Es mi esperanza que al salir de esto y entrar en una nueva temporada, seamos un poco más, quizás mucho más, como Jesús en la forma en que respondemos e interactuamos con las personas, viendo el fruto del Espíritu desarrollado en nosotros: amor, gozo, paz, bondad, mansedumbre, dominio propio. Dios está usando este tiempo desafiante no solo para refinarnos, sino para atraer a las personas hacia Él. Mi oración es que Dios lo use para traer avivamiento, porque la respuesta más importante para nuestra nación ahora mismo es Jesucristo y el evangelio, no políticos nuevos o mejores, sino personas nuevas y mejores transformadas por la gracia y el poder de Dios. La iglesia tiene la respuesta que esta cultura necesita. Sobre ese punto, ¿oran conmigo?

Oración de cierre

Padre, te doy gracias por esta situación extraña, sentado en mi oficina en casa, compartiendo con la iglesia. Creo que no había predicado un mensaje sentado en veinte años. Esto es extraño, esto está fuera de lo común, pero oro para que uses la obra que se está llevando a cabo aquí en Cross Connection, y a través del cuerpo de la iglesia, para atraer a las personas hacia ti. Usa tu Palabra por medio de tu Espíritu Santo para hacernos más semejantes a ti, para que aquellos con quienes interactuamos, familia, compañeros de trabajo, vecinos, vean tu gracia transformadora obrando en nuestras vidas. Obra en nosotros, te lo pedimos, en el nombre de Jesús. Amén.

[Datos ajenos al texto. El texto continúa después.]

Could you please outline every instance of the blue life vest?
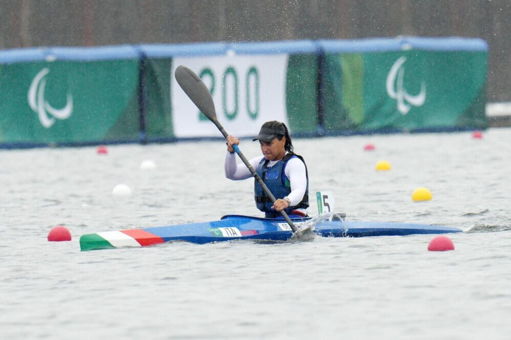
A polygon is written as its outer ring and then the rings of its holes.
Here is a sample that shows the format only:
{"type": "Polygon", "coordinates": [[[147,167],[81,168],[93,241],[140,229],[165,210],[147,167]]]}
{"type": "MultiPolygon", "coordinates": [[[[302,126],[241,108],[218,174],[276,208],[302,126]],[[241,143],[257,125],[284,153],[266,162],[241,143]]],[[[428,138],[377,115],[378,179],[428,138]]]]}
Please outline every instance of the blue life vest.
{"type": "MultiPolygon", "coordinates": [[[[305,165],[305,176],[307,177],[307,187],[303,198],[296,205],[287,207],[284,211],[289,213],[293,210],[302,208],[306,209],[309,206],[309,175],[307,171],[307,165],[303,160],[303,157],[296,155],[292,152],[287,153],[282,159],[275,163],[273,166],[268,167],[268,162],[265,158],[263,158],[259,162],[256,172],[262,179],[263,182],[268,187],[270,192],[273,194],[277,199],[283,199],[291,192],[291,184],[289,179],[285,176],[284,172],[285,166],[287,161],[294,157],[300,159],[303,164],[305,165]]],[[[261,211],[274,213],[274,209],[272,209],[273,203],[272,200],[268,197],[263,190],[262,187],[259,184],[257,180],[255,180],[254,184],[254,191],[256,206],[261,211]]]]}

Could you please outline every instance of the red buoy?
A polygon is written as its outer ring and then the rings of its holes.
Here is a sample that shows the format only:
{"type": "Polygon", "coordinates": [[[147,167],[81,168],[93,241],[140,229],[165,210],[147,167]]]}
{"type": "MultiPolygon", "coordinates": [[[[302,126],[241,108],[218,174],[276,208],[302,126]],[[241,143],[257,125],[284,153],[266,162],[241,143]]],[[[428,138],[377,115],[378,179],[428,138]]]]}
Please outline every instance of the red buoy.
{"type": "Polygon", "coordinates": [[[98,147],[98,149],[96,150],[96,152],[98,155],[106,155],[108,153],[108,149],[106,149],[106,147],[104,145],[100,145],[98,147]]]}
{"type": "Polygon", "coordinates": [[[472,138],[474,139],[480,139],[482,138],[482,132],[481,131],[474,131],[472,133],[472,138]]]}
{"type": "Polygon", "coordinates": [[[57,226],[52,228],[48,234],[48,241],[60,242],[60,241],[71,241],[71,233],[68,228],[63,226],[57,226]]]}
{"type": "Polygon", "coordinates": [[[447,236],[438,236],[433,237],[428,245],[428,250],[432,252],[443,252],[454,250],[454,244],[447,236]]]}
{"type": "Polygon", "coordinates": [[[374,150],[374,144],[366,144],[366,145],[364,147],[364,150],[366,151],[372,151],[374,150]]]}

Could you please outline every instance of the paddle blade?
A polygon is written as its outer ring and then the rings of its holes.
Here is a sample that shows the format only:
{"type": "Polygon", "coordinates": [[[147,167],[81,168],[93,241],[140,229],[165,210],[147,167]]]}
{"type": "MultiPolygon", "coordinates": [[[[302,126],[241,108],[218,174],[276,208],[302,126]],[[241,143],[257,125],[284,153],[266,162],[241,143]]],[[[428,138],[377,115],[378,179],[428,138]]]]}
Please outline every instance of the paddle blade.
{"type": "Polygon", "coordinates": [[[215,104],[206,84],[186,66],[177,66],[174,72],[177,84],[198,109],[210,120],[216,119],[215,104]]]}

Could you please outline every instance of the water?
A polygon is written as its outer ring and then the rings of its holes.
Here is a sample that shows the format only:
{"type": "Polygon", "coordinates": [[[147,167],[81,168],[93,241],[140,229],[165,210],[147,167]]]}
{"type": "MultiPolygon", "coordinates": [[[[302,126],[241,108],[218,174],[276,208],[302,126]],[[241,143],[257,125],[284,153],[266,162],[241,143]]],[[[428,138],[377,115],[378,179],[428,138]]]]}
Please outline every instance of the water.
{"type": "Polygon", "coordinates": [[[1,151],[0,338],[510,338],[510,138],[295,141],[311,191],[332,192],[347,219],[465,231],[446,252],[427,251],[432,235],[81,252],[84,233],[258,215],[253,183],[224,178],[219,141],[1,151]],[[147,159],[156,169],[140,169],[147,159]],[[391,171],[374,171],[381,159],[391,171]],[[120,183],[133,193],[114,199],[120,183]],[[411,201],[419,186],[432,201],[411,201]],[[59,224],[72,241],[47,241],[59,224]]]}

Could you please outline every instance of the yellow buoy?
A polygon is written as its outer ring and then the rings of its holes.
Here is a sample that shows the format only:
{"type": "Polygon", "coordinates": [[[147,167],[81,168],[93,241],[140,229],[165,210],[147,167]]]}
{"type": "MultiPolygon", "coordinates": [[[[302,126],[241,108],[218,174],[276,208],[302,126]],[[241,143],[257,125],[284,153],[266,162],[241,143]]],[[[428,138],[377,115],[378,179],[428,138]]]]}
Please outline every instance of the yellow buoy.
{"type": "Polygon", "coordinates": [[[414,202],[431,201],[433,198],[431,191],[426,188],[417,188],[412,193],[412,200],[414,202]]]}
{"type": "Polygon", "coordinates": [[[390,170],[390,163],[387,161],[380,161],[376,164],[376,169],[383,171],[390,170]]]}

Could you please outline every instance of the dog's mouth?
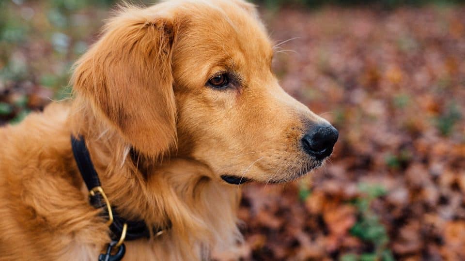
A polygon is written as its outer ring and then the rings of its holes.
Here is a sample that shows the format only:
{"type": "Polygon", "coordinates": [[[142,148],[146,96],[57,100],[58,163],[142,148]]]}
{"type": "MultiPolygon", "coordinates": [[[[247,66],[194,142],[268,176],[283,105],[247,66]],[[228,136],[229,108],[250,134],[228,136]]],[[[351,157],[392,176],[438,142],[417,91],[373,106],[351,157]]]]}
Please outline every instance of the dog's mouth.
{"type": "MultiPolygon", "coordinates": [[[[312,163],[309,163],[306,165],[300,166],[299,167],[298,171],[296,171],[295,172],[291,172],[291,173],[294,173],[290,175],[286,175],[286,176],[282,177],[281,178],[277,177],[276,178],[270,179],[268,180],[266,182],[266,183],[272,184],[278,184],[292,181],[305,176],[312,171],[318,169],[321,166],[323,161],[324,160],[317,160],[316,161],[313,161],[312,163]]],[[[222,179],[223,180],[224,180],[227,183],[230,184],[236,185],[243,184],[244,183],[253,181],[258,181],[259,182],[260,182],[258,180],[252,180],[252,179],[243,176],[239,176],[234,175],[224,174],[222,175],[221,177],[221,179],[222,179]]],[[[264,182],[263,183],[264,183],[265,182],[264,182]]]]}
{"type": "Polygon", "coordinates": [[[240,185],[250,180],[245,177],[239,177],[233,175],[221,175],[221,178],[226,182],[233,185],[240,185]]]}

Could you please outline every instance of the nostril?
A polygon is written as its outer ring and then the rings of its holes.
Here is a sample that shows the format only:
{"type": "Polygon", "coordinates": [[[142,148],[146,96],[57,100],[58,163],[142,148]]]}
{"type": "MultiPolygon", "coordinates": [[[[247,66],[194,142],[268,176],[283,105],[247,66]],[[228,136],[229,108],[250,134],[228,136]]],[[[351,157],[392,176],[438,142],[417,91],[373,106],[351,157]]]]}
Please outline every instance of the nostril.
{"type": "Polygon", "coordinates": [[[315,126],[302,138],[304,150],[320,159],[328,157],[338,136],[337,130],[331,125],[315,126]]]}

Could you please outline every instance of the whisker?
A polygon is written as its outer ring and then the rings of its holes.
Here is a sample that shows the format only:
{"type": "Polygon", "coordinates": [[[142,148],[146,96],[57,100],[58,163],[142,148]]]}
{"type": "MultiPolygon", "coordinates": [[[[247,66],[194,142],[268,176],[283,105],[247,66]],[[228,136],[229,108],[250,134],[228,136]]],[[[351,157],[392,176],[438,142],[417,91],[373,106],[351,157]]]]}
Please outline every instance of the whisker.
{"type": "MultiPolygon", "coordinates": [[[[257,163],[259,160],[262,160],[262,159],[263,159],[264,158],[264,156],[262,157],[261,157],[261,158],[260,158],[258,159],[258,160],[255,160],[255,161],[252,162],[252,164],[251,164],[250,166],[249,166],[246,169],[246,170],[244,171],[244,172],[242,173],[242,175],[241,176],[241,179],[239,180],[239,184],[240,184],[242,182],[242,179],[244,179],[244,176],[246,175],[246,174],[247,174],[247,172],[248,171],[249,169],[250,169],[250,168],[251,168],[252,166],[253,166],[253,165],[254,165],[254,164],[255,164],[256,163],[257,163]]],[[[238,190],[238,191],[239,190],[239,186],[237,186],[237,190],[238,190]]]]}
{"type": "Polygon", "coordinates": [[[333,112],[325,112],[325,113],[323,113],[320,114],[320,115],[319,115],[319,116],[320,116],[320,117],[323,117],[323,115],[325,115],[325,114],[334,114],[334,113],[333,112]]]}
{"type": "Polygon", "coordinates": [[[236,155],[236,156],[233,156],[233,158],[237,158],[238,157],[240,157],[240,156],[241,156],[246,155],[247,155],[247,154],[253,154],[253,153],[262,153],[262,152],[263,152],[263,151],[253,151],[253,152],[248,152],[248,153],[243,153],[243,154],[239,154],[238,155],[236,155]]]}
{"type": "Polygon", "coordinates": [[[284,49],[284,50],[279,50],[279,51],[276,51],[275,52],[275,54],[287,54],[288,52],[291,52],[292,53],[294,53],[295,54],[299,54],[296,51],[294,50],[291,49],[284,49]]]}
{"type": "Polygon", "coordinates": [[[275,45],[275,46],[273,46],[273,49],[275,49],[275,48],[276,48],[276,47],[278,47],[278,46],[279,46],[282,45],[284,44],[287,43],[288,42],[289,42],[290,41],[292,41],[292,40],[293,40],[298,39],[299,39],[299,38],[300,38],[300,37],[294,37],[294,38],[291,38],[291,39],[287,39],[287,40],[283,41],[281,42],[281,43],[279,43],[279,44],[276,44],[276,45],[275,45]]]}

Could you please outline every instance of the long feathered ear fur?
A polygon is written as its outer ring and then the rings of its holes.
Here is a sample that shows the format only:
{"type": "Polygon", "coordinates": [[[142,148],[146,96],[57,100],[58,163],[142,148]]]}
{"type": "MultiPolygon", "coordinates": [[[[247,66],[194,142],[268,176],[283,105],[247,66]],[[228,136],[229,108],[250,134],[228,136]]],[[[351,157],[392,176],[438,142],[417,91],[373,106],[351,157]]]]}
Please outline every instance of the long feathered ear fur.
{"type": "Polygon", "coordinates": [[[172,17],[125,7],[75,65],[76,95],[149,157],[175,147],[172,17]]]}

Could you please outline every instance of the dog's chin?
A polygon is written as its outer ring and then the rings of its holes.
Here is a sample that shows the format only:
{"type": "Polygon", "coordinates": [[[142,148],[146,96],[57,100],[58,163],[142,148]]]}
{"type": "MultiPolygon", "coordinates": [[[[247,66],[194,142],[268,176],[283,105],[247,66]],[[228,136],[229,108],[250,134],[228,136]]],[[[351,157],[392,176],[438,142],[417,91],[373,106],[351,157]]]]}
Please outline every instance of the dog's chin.
{"type": "Polygon", "coordinates": [[[221,176],[221,178],[226,182],[233,185],[241,185],[250,181],[256,181],[262,183],[270,183],[278,184],[284,183],[294,180],[299,178],[306,175],[314,170],[318,169],[323,165],[325,160],[313,161],[304,166],[300,166],[295,168],[297,170],[291,170],[289,174],[283,175],[282,177],[276,177],[266,181],[260,181],[249,177],[244,176],[236,176],[231,174],[224,174],[221,176]]]}

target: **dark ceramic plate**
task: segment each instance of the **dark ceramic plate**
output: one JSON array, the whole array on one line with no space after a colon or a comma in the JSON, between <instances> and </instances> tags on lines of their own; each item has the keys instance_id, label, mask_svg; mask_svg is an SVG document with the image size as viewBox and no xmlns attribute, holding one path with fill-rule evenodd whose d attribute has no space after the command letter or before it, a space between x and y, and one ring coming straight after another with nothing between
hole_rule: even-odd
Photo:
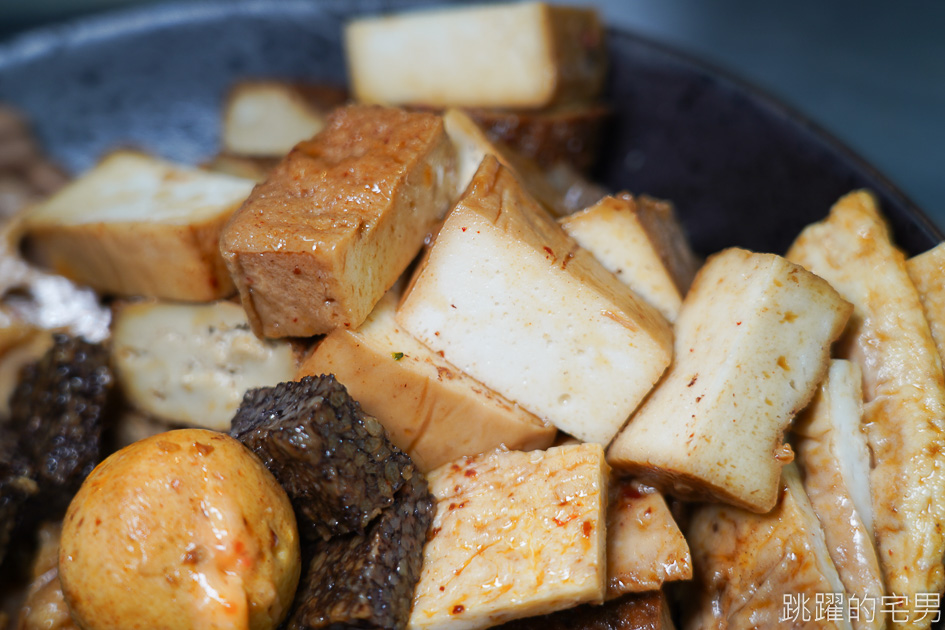
<instances>
[{"instance_id":1,"label":"dark ceramic plate","mask_svg":"<svg viewBox=\"0 0 945 630\"><path fill-rule=\"evenodd\" d=\"M116 145L198 162L218 146L227 87L244 76L344 80L341 24L430 0L151 5L0 47L0 101L29 112L79 171ZM876 192L901 246L942 234L836 140L746 84L640 37L610 33L617 115L599 179L673 200L695 247L783 252L854 188Z\"/></svg>"},{"instance_id":2,"label":"dark ceramic plate","mask_svg":"<svg viewBox=\"0 0 945 630\"><path fill-rule=\"evenodd\" d=\"M218 147L222 98L240 77L343 82L342 23L430 0L215 0L152 5L0 47L0 101L28 112L72 171L118 145L197 163ZM702 253L783 252L855 188L879 197L900 245L942 234L869 165L757 90L640 37L611 32L616 116L599 178L671 199Z\"/></svg>"}]
</instances>

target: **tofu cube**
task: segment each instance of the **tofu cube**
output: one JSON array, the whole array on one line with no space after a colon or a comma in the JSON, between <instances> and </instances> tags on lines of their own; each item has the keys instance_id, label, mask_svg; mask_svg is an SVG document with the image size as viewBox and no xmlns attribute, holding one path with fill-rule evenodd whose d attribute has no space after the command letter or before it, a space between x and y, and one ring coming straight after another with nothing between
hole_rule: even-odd
<instances>
[{"instance_id":1,"label":"tofu cube","mask_svg":"<svg viewBox=\"0 0 945 630\"><path fill-rule=\"evenodd\" d=\"M256 187L221 237L253 331L357 328L420 251L454 190L439 116L351 106Z\"/></svg>"},{"instance_id":2,"label":"tofu cube","mask_svg":"<svg viewBox=\"0 0 945 630\"><path fill-rule=\"evenodd\" d=\"M23 227L39 258L76 282L210 301L233 292L219 236L252 188L247 179L121 151L34 206Z\"/></svg>"},{"instance_id":3,"label":"tofu cube","mask_svg":"<svg viewBox=\"0 0 945 630\"><path fill-rule=\"evenodd\" d=\"M464 455L551 446L556 430L470 378L413 338L394 319L389 292L357 330L336 328L297 378L334 374L391 442L427 472Z\"/></svg>"},{"instance_id":4,"label":"tofu cube","mask_svg":"<svg viewBox=\"0 0 945 630\"><path fill-rule=\"evenodd\" d=\"M409 629L486 628L603 600L607 464L599 445L496 451L428 479L436 515Z\"/></svg>"},{"instance_id":5,"label":"tofu cube","mask_svg":"<svg viewBox=\"0 0 945 630\"><path fill-rule=\"evenodd\" d=\"M712 256L676 321L673 366L608 461L683 498L767 512L793 458L783 433L826 374L851 309L780 256Z\"/></svg>"},{"instance_id":6,"label":"tofu cube","mask_svg":"<svg viewBox=\"0 0 945 630\"><path fill-rule=\"evenodd\" d=\"M136 302L117 309L112 364L135 408L229 431L246 390L292 380L289 343L257 338L239 304Z\"/></svg>"},{"instance_id":7,"label":"tofu cube","mask_svg":"<svg viewBox=\"0 0 945 630\"><path fill-rule=\"evenodd\" d=\"M688 599L683 628L851 628L846 591L796 466L784 467L778 487L780 501L767 514L719 504L696 509L686 537L698 590ZM806 596L812 609L824 593L839 599L835 614L792 623L786 603ZM850 595L863 602L862 593ZM878 608L875 613L882 617Z\"/></svg>"},{"instance_id":8,"label":"tofu cube","mask_svg":"<svg viewBox=\"0 0 945 630\"><path fill-rule=\"evenodd\" d=\"M607 444L669 365L666 320L487 156L397 312L487 387Z\"/></svg>"},{"instance_id":9,"label":"tofu cube","mask_svg":"<svg viewBox=\"0 0 945 630\"><path fill-rule=\"evenodd\" d=\"M699 261L671 204L621 193L562 218L561 227L663 317L676 321Z\"/></svg>"},{"instance_id":10,"label":"tofu cube","mask_svg":"<svg viewBox=\"0 0 945 630\"><path fill-rule=\"evenodd\" d=\"M327 85L242 81L223 107L223 148L236 155L282 157L324 129L345 91Z\"/></svg>"},{"instance_id":11,"label":"tofu cube","mask_svg":"<svg viewBox=\"0 0 945 630\"><path fill-rule=\"evenodd\" d=\"M362 18L344 40L359 101L539 108L600 93L603 35L591 9L523 2Z\"/></svg>"},{"instance_id":12,"label":"tofu cube","mask_svg":"<svg viewBox=\"0 0 945 630\"><path fill-rule=\"evenodd\" d=\"M607 506L607 599L692 578L686 538L655 488L618 479Z\"/></svg>"}]
</instances>

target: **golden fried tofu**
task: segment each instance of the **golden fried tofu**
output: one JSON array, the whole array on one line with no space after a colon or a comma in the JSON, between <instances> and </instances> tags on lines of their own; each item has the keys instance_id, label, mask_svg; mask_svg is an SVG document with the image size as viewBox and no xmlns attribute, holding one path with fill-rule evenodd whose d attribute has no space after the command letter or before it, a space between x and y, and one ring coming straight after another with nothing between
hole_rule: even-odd
<instances>
[{"instance_id":1,"label":"golden fried tofu","mask_svg":"<svg viewBox=\"0 0 945 630\"><path fill-rule=\"evenodd\" d=\"M436 514L407 627L472 630L604 598L597 444L495 451L428 475Z\"/></svg>"},{"instance_id":2,"label":"golden fried tofu","mask_svg":"<svg viewBox=\"0 0 945 630\"><path fill-rule=\"evenodd\" d=\"M607 507L607 598L658 591L692 578L689 545L666 499L630 479L610 486Z\"/></svg>"},{"instance_id":3,"label":"golden fried tofu","mask_svg":"<svg viewBox=\"0 0 945 630\"><path fill-rule=\"evenodd\" d=\"M792 432L804 490L840 581L847 593L878 602L886 591L873 544L862 379L856 363L831 361L827 378ZM851 621L858 630L879 630L885 623L881 615Z\"/></svg>"},{"instance_id":4,"label":"golden fried tofu","mask_svg":"<svg viewBox=\"0 0 945 630\"><path fill-rule=\"evenodd\" d=\"M439 116L336 110L256 187L221 236L254 332L357 328L443 216L453 173Z\"/></svg>"},{"instance_id":5,"label":"golden fried tofu","mask_svg":"<svg viewBox=\"0 0 945 630\"><path fill-rule=\"evenodd\" d=\"M687 598L683 628L850 630L843 583L795 465L782 469L778 495L767 514L720 504L696 509L686 537L697 591ZM831 618L815 611L818 593L838 607Z\"/></svg>"},{"instance_id":6,"label":"golden fried tofu","mask_svg":"<svg viewBox=\"0 0 945 630\"><path fill-rule=\"evenodd\" d=\"M945 243L907 260L906 270L919 291L932 339L945 361Z\"/></svg>"},{"instance_id":7,"label":"golden fried tofu","mask_svg":"<svg viewBox=\"0 0 945 630\"><path fill-rule=\"evenodd\" d=\"M209 301L233 292L224 223L253 182L116 152L23 219L39 258L106 293Z\"/></svg>"},{"instance_id":8,"label":"golden fried tofu","mask_svg":"<svg viewBox=\"0 0 945 630\"><path fill-rule=\"evenodd\" d=\"M826 279L854 307L841 358L860 365L872 451L873 533L890 593L945 590L945 385L941 358L876 199L857 191L808 226L788 258ZM910 606L904 627L928 628Z\"/></svg>"}]
</instances>

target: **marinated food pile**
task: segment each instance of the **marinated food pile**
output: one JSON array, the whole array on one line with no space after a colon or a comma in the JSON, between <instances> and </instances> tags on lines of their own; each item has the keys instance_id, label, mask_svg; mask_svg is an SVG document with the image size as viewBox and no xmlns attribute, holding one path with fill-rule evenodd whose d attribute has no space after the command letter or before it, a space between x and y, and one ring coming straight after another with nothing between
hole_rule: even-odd
<instances>
[{"instance_id":1,"label":"marinated food pile","mask_svg":"<svg viewBox=\"0 0 945 630\"><path fill-rule=\"evenodd\" d=\"M115 151L4 223L0 621L938 621L945 245L852 191L702 259L588 179L592 10L344 39L350 93L246 80L209 164Z\"/></svg>"}]
</instances>

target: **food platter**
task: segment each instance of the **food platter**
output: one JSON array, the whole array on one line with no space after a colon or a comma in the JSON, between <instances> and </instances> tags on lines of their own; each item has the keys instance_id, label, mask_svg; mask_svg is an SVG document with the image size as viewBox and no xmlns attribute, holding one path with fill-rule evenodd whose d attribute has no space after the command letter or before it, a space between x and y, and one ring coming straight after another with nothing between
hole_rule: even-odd
<instances>
[{"instance_id":1,"label":"food platter","mask_svg":"<svg viewBox=\"0 0 945 630\"><path fill-rule=\"evenodd\" d=\"M221 104L234 82L341 84L346 20L431 4L177 3L79 21L0 47L0 102L26 112L53 159L74 173L116 147L197 164L219 150ZM610 30L608 45L613 115L596 179L672 200L697 252L782 253L857 188L876 194L908 253L942 240L881 174L776 100L632 33Z\"/></svg>"},{"instance_id":2,"label":"food platter","mask_svg":"<svg viewBox=\"0 0 945 630\"><path fill-rule=\"evenodd\" d=\"M197 163L217 150L220 106L234 80L343 82L346 19L431 4L250 0L116 12L0 48L0 101L29 112L71 171L119 145ZM609 47L615 115L599 179L672 200L699 252L783 252L801 227L861 187L876 192L908 252L941 240L894 185L776 100L631 33L611 30Z\"/></svg>"}]
</instances>

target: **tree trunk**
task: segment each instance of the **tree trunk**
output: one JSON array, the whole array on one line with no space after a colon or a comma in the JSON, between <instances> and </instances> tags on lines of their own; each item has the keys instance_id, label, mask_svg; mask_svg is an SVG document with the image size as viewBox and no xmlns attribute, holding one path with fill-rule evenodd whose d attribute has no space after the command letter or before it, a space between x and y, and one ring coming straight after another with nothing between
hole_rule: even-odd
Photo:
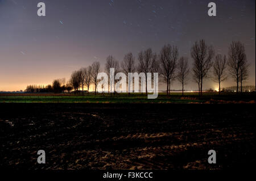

Dios, te damos gracias por este tiempo. Derrama tu Espíritu fresco y de nuevo sobre tu iglesia. Llénanos hasta rebosar mientras avanzamos hacia el otoño, mientras los niños vuelven a la escuela, aunque eso signifique una mesa de comedor y una reunión de Zoom. Danos gracia. Oramos por una resolución a todo esto: medicamentos terapéuticos, una vacuna, lo que sea, o simplemente, Señor, haz que el coronavirus desaparezca. Pero más que eso, ayuda a nuestra sociedad a reconocer que no necesitamos tener un espíritu de temor. Para aquellos cuya única esperanza es esta vida, entiendo su temor; que incluso ese temor los mueva a buscarte, y que encuentren su esperanza en ti y la vean brillar en tu iglesia. Haznos brillar como luces en un mundo oscuro. Y ahora, que la gracia del Señor Jesucristo, y el amor de Dios el Padre, y la comunión del Espíritu Santo sean con todos vosotros. Amén.

Traducción al español asistida por IA. El texto bíblico citado es Reina-Valera 1960 (RVR1960).